Neji had Uzumaki pegged as the loser of the game but to his immense surprise, five minutes later Lee and Tenten limped off the court. Uzumaki let out a huge victory cry which was echoed by his class. He began to leaping and twisting in some kind of victory dance and Neji forced himself to look away. Instead he stared moodily at the floor.

Until a pair of blue sandals appeared in his line of vision.

Startled he glanced up and found himself face-to-face with Uzumaki. Under his gaze Uzumaki shifted, squinted and reached up to scratch the back of his head. He flashed a bright grin at Neji which made his anger fade slightly.

But only slightly.

"Hey," Uzumaki began and fidgeted, "I'm sorry for hitting you in the head. And for laughing at you. Well, actually, I'm not sorry for laughing at you but Sasuke-bastard said that he would apologise if he was me. Except if he was me he wouldn't laugh at you because the stick up his ass is lodged too far in for him to show human emotion. Stupid bastard."

For a moment Neji could only gape at him. In the span of twenty seconds Uzumaki had insincerely apologised, admitted to taking pleasure in his pain, showed off his immature rivalry with Sasuke and subsequently insulted Neji's best friend.
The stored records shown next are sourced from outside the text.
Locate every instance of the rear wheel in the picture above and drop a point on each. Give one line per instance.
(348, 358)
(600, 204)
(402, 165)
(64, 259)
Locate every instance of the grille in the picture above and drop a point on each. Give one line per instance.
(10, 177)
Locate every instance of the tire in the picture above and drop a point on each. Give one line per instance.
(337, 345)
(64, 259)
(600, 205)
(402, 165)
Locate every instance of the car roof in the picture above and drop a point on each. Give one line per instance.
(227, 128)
The anger didn't last long, though. At least Uzumaki was honest which was a welcome change from the hoards of sycophants that usually stalked him and Sasuke.

"Don't worry about it," he managed to mumble while trying not to look at the other boy.

"I do feel sorry, you know," Uzumaki said in a rare moment of sincerity, "even if Sasuke-bastard manipulated me into apologising."

He paused for a moment and then brightened considerably. "How about I buy you a frozen coke?"

Tempting. Neji adored frozen cokes. And the thought of a free one was irresistible. He promptly tried resisting temptation for all of two seconds, before glancing at the legs. Goddammit.

"All right," he said. "I'll go get changed."

Five minutes later they left the gym together and headed for gate four, expertly dodging the throngs of fellow students. The sound of hundreds of voices chattering filled the air, mingling with the sounds of nearby traffic. Neji's eyes slid past a couple shamelessly making out and landed on Sasuke who was gaping at the sight of him with Uzumaki. Neji lifted his hand in a lazy wave and disappeared into the stream of students filing out of the gate.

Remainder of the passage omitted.